Viele von uns sind seit einigen Wochen mit einer völlig ungewohnten Situation konfrontiert und haben ihre Arbeit in die eigenen vier Wände verlagert. Auch nach den ersten Lockerungen kann sich noch kein gewohnter Alltag einspielen – die Sicherheitsvorkehrungen müssen nach wie vor gelten, um einen Infektionsanstieg zu vermeiden und damit bleibt eine Rückkehr in das „normale“ Arbeitsleben – auch für jene, die wieder auf ihrer Arbeitsstelle vor Ort eingesetzt werden – erst einmal nicht absehbar.

 

Während sich manch eine*r schon gut ins Homeoffice eingefunden hat, fällt es Anderen noch schwer, sich mit den Anforderungen des zuhause Arbeitens zu arrangieren. Was können wir also tun, um unseren veränderten Arbeitsalltag möglichst entspannt, gesund und effizient zu gestalten?

 

 

 

Die Aufhebung der Trennung zwischen privatem und Arbeitsraum bringt eine große Veränderung mit sich. Je nach Haushaltszusammensetzung müssen wir Rücksicht auf die Rhythmen und Bedürfnisse anderer Familienmitglieder nehmen – das verkompliziert sich, wenn Kinder zuhause sind, die wir sowohl in ihrer Frei- als auch Schulzeit gut betreuen und versorgen möchten. In diesem Zusammenhang macht es Sinn, Spielregeln festzulegen; sich also verbindlich darüber abzustimmen, wer zu welchen Zeiten arbeitet und wann gemeinsame Aktivitäten, Mahlzeiten und Rituale möglich sind.

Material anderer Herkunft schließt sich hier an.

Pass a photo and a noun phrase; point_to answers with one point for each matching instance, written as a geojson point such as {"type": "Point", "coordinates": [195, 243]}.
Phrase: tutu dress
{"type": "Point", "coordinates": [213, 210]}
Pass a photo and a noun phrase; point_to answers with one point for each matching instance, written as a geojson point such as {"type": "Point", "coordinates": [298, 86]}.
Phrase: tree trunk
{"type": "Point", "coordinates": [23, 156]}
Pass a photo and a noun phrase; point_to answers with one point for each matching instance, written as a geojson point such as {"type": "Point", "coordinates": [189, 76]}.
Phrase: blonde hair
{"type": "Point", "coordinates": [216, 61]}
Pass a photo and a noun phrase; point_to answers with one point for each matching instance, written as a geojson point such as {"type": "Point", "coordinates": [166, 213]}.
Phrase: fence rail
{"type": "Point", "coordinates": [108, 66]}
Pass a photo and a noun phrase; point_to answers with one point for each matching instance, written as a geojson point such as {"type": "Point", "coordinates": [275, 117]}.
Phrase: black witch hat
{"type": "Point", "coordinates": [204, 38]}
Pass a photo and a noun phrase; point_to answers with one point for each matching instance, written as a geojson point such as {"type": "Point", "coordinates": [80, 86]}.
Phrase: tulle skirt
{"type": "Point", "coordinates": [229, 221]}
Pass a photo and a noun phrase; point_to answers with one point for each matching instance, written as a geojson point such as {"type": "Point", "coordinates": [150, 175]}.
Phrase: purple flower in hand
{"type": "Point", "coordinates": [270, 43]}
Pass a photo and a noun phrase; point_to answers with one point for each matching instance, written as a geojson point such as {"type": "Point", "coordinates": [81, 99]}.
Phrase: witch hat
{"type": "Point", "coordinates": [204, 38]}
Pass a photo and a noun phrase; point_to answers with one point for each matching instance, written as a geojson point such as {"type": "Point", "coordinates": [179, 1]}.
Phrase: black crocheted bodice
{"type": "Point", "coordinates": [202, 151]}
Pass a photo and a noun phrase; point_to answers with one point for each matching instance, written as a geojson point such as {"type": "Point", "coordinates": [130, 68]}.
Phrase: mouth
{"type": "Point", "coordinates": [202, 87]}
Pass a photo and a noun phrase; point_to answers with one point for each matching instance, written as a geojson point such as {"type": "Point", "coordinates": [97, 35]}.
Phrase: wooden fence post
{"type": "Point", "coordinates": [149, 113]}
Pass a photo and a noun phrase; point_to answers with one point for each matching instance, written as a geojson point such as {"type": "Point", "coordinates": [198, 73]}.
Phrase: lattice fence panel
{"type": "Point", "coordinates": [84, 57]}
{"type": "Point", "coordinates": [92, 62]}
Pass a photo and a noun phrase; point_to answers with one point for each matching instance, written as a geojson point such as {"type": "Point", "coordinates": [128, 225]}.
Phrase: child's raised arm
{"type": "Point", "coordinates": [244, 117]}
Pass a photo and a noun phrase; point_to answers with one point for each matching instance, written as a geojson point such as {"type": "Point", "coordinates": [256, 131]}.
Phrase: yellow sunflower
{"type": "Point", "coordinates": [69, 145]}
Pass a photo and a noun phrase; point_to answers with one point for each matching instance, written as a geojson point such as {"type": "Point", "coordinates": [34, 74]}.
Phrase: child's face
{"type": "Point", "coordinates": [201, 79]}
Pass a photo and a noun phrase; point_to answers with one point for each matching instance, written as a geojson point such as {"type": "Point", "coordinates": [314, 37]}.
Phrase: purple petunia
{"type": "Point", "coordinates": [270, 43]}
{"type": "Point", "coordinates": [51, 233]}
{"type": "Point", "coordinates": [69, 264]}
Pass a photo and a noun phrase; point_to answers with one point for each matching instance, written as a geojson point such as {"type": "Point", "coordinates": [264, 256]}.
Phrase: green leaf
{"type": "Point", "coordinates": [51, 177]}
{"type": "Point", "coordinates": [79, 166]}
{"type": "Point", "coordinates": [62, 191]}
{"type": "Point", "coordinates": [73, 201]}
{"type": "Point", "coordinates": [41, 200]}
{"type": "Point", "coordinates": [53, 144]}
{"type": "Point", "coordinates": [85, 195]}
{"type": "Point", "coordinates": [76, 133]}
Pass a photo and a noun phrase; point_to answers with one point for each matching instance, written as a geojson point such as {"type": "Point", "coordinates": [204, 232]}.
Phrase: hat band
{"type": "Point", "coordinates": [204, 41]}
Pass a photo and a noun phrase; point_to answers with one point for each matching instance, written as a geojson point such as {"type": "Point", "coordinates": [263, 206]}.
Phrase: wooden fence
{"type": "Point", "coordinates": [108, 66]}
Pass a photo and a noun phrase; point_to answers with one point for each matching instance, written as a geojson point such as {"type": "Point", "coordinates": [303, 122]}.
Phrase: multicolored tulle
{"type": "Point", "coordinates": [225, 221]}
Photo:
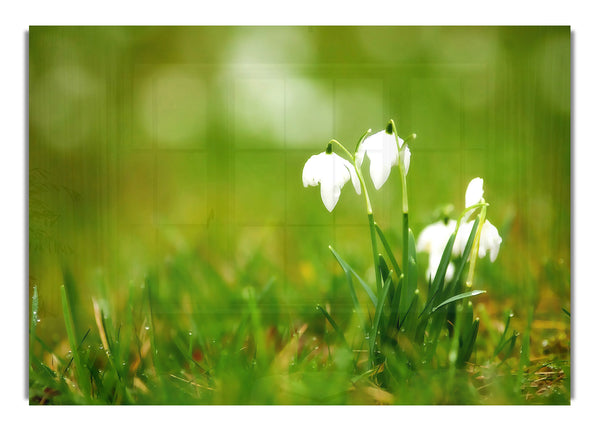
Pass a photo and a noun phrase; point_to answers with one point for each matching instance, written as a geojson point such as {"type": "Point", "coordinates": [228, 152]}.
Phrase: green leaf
{"type": "Point", "coordinates": [467, 348]}
{"type": "Point", "coordinates": [502, 343]}
{"type": "Point", "coordinates": [383, 268]}
{"type": "Point", "coordinates": [388, 249]}
{"type": "Point", "coordinates": [410, 286]}
{"type": "Point", "coordinates": [377, 317]}
{"type": "Point", "coordinates": [34, 317]}
{"type": "Point", "coordinates": [349, 270]}
{"type": "Point", "coordinates": [458, 297]}
{"type": "Point", "coordinates": [439, 275]}
{"type": "Point", "coordinates": [82, 377]}
{"type": "Point", "coordinates": [336, 328]}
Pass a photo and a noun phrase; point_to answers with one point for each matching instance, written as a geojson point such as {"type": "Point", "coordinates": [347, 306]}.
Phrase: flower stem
{"type": "Point", "coordinates": [363, 186]}
{"type": "Point", "coordinates": [475, 248]}
{"type": "Point", "coordinates": [402, 173]}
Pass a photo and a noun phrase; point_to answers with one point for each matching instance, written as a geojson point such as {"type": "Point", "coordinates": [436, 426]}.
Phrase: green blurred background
{"type": "Point", "coordinates": [178, 151]}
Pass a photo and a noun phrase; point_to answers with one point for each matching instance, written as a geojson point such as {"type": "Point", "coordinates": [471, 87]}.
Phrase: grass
{"type": "Point", "coordinates": [247, 346]}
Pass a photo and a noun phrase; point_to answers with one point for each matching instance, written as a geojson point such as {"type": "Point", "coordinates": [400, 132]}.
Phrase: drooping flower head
{"type": "Point", "coordinates": [382, 151]}
{"type": "Point", "coordinates": [489, 240]}
{"type": "Point", "coordinates": [332, 172]}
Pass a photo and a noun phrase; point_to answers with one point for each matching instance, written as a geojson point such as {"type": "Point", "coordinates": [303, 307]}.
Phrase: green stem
{"type": "Point", "coordinates": [363, 186]}
{"type": "Point", "coordinates": [475, 249]}
{"type": "Point", "coordinates": [402, 173]}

Sie sollten sich Zeit nehmen, die Tagesstruktur in aller Ruhe zu besprechen, damit alle Familienmitglieder ihre Bedürfnisse ausdrücken und Lösungen für Überschneidungen unterschiedlicher Ansprüche gefunden werden können. Es ist sinnvoll, sich hierfür einen individuellen Familien-Stundenplan anzufertigen, der die Absprachen verbindlicher und für jede*n einsehbar macht.

 

Das bietet Ihnen auch die Gelegenheit, Ihren eigenen Rhythmus zu erkunden. Arbeiten Sie besser am Abend oder am Morgen? Wann sind Ihre Energiehöhen und -tiefen? Sie können sich Ihren Arbeitsalltag entsprechend einteilen und – in Abstimmung mit Ihrer Familie – auf Ihre persönlichen Bedürfnisse und Vorlieben zuschneiden.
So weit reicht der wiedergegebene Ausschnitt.